Another source of inspiration comes directly from Guston’s childhood. On his thirteenth birthday, Guston’s mother enrolled him in a correspondence course at the Cleveland School of Cartooning, a fitting gift for the boy who was a fan of newspaper comic strips Krazy Kat and Mutt and Jeff. However, Guston soon grew bored with the drawing lessons and gave up after taking only a few courses. In his mid-50s, Guston returned to his earliest inspiration. Many of his late paintings—like Blue Water—borrowed their style from the cartoons he loved as a boy.
Guston used a very limited color palette for this piece: only blue, red, white, and black.
The cluster of objects floating on top of the water strikes some viewers as cartoon-like. Notice the bold outlines, the simplified colors, and the rounded edges.

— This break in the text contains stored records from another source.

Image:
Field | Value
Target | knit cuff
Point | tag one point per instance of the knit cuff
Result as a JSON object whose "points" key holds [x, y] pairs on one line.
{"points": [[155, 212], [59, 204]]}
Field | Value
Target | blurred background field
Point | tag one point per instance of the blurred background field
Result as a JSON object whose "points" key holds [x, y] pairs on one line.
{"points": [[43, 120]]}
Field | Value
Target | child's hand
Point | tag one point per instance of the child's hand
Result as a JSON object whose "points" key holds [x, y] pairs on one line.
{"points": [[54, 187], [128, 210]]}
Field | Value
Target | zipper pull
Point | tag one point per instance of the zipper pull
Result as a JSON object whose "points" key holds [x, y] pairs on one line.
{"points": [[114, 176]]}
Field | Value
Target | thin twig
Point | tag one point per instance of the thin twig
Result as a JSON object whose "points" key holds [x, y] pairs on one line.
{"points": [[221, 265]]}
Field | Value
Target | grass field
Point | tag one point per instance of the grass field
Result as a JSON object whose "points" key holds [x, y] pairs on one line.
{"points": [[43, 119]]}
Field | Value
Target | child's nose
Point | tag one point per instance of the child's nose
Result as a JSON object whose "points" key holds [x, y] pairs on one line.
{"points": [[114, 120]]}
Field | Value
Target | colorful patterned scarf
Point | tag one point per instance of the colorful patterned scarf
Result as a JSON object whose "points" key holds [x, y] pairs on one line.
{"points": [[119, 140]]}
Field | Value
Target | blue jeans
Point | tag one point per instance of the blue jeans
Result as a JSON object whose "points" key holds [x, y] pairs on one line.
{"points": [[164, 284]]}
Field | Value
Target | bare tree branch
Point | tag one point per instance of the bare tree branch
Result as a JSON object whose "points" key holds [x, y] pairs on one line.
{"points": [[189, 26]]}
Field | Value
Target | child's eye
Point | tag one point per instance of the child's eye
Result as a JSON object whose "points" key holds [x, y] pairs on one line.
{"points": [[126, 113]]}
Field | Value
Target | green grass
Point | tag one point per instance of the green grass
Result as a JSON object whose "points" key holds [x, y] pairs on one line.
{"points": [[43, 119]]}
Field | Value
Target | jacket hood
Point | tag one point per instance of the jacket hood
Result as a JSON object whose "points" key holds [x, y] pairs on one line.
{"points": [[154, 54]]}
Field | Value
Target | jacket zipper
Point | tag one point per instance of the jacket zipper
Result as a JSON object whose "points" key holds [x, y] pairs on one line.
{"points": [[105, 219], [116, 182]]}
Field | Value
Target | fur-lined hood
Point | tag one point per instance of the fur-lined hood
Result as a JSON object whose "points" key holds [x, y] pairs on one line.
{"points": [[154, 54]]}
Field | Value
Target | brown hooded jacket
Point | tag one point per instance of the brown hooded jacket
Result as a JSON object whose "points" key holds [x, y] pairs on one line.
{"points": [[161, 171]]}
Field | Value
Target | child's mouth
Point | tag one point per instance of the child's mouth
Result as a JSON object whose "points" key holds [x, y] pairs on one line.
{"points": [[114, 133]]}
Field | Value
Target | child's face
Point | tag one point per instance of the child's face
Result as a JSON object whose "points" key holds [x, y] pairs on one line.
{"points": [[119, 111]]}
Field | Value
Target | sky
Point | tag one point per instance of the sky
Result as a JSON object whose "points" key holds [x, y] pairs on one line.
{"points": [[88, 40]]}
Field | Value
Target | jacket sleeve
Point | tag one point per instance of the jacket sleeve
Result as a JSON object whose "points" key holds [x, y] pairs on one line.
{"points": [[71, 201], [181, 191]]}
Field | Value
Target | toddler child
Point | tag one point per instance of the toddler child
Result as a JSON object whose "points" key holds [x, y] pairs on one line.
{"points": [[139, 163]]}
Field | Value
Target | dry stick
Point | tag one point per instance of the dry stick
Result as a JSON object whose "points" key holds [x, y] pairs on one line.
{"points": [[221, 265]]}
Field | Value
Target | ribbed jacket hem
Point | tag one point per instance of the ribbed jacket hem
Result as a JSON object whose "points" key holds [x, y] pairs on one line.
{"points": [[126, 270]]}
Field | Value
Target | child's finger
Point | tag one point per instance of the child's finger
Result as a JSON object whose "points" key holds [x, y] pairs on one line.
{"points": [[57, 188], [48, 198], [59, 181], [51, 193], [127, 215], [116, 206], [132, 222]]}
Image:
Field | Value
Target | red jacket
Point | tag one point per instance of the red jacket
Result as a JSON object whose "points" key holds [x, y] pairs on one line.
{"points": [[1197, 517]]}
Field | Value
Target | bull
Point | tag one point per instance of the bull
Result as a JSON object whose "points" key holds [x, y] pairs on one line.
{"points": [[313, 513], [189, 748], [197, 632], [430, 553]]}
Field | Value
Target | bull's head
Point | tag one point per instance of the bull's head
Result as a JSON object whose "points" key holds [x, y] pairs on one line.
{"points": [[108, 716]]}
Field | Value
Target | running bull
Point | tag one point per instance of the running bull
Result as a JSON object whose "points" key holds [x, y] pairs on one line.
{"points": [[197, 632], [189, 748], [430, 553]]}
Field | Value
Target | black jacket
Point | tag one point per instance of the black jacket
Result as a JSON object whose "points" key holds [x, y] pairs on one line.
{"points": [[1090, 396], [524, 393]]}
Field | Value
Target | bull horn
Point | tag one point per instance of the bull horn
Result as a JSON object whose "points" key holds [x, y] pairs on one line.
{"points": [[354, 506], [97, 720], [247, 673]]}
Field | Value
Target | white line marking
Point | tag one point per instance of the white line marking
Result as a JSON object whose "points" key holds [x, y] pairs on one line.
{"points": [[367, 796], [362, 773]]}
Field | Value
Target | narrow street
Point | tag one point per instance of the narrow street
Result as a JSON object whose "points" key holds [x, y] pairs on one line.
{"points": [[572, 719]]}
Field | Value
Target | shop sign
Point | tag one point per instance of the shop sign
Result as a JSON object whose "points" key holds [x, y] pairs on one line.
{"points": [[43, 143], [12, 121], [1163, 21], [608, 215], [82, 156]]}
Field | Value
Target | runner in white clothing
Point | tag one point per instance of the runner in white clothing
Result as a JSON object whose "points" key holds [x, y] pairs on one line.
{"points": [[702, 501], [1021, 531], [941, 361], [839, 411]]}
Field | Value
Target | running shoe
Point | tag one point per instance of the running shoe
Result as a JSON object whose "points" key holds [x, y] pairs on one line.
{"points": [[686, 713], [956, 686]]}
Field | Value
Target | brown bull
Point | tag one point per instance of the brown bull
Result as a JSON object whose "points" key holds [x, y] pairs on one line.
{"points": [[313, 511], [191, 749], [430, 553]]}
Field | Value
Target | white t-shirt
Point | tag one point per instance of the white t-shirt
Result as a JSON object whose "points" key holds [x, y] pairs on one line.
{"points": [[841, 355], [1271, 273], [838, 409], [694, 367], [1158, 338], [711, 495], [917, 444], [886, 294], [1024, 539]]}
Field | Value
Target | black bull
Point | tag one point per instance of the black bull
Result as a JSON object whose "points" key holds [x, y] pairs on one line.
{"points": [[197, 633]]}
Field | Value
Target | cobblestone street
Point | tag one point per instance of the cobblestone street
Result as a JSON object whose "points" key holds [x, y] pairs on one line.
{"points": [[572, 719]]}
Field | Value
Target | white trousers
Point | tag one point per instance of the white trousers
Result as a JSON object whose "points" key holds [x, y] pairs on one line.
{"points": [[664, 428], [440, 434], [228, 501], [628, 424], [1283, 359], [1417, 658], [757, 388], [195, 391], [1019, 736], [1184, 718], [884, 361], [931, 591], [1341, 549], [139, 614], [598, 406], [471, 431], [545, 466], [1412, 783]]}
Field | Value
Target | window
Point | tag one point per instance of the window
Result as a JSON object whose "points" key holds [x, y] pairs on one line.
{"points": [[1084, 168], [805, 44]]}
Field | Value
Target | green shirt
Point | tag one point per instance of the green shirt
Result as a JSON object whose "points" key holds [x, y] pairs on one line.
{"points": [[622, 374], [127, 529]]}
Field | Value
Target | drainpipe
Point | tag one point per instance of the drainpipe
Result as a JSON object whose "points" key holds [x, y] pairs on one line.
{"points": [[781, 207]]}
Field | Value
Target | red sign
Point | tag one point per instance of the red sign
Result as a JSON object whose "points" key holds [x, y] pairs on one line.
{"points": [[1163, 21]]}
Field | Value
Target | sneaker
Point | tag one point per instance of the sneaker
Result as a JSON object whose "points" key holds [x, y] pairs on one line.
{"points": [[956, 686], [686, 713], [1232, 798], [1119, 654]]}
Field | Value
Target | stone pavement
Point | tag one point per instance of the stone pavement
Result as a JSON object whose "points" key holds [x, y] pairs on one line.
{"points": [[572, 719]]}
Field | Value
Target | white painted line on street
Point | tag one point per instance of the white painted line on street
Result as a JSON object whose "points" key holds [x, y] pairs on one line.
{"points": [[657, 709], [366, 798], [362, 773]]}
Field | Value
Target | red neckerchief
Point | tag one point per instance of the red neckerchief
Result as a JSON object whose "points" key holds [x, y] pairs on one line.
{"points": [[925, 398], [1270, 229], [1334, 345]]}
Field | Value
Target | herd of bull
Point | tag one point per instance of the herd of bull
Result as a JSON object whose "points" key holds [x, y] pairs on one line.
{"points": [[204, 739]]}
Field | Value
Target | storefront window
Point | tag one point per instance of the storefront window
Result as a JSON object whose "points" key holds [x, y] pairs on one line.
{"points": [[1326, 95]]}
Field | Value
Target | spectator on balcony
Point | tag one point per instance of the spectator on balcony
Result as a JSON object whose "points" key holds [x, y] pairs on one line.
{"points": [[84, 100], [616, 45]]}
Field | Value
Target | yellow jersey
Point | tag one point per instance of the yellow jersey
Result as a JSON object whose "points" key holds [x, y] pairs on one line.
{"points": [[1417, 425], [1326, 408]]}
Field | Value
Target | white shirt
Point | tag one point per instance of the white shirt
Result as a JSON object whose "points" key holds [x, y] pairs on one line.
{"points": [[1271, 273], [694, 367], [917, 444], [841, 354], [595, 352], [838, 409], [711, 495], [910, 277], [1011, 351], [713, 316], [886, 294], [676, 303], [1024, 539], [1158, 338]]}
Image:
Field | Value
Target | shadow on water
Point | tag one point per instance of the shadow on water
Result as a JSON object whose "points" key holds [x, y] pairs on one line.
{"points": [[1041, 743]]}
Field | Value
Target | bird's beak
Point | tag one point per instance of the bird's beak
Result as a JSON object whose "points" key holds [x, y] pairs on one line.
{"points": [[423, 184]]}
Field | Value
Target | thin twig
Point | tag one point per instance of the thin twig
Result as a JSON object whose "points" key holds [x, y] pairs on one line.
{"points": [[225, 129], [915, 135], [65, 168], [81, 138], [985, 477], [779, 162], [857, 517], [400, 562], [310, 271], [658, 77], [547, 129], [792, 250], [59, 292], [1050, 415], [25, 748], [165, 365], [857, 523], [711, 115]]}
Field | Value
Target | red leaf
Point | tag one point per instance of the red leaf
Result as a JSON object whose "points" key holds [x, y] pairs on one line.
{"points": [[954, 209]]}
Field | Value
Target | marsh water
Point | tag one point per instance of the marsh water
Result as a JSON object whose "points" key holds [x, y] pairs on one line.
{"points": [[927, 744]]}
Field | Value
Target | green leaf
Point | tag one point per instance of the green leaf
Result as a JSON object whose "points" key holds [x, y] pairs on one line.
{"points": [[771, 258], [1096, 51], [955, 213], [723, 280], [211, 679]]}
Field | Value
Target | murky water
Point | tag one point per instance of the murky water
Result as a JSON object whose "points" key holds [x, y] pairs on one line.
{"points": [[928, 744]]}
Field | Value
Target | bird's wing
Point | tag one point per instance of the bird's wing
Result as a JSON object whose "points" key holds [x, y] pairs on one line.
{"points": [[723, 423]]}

At the far right end of the cluster of shapes, a large eye looks back at the other forms. Sonnet Hanson, DAM Master Teacher for Modern and Contemporary Art, poses the question, “If one sees the eye as that of the artist, could it be that in some way he is looking back on the remnants or unsettling events of his life?” Other critics purport that Guston did in fact depict himself as a Cyclops or a Cyclops eye in more than one painting.
The ambiguous shapes in this painting are a part of what Guston called his “new alphabet.” Some forms are recognizable and some are not. Is that a ladder, or a letter? Is that a horseshoe or the sole of a shoe? Are those legs sticking out of the water, or intestines? Guston didn’t set out to create a clear-cut meaning for his paintings, so the possible interpretations are endless.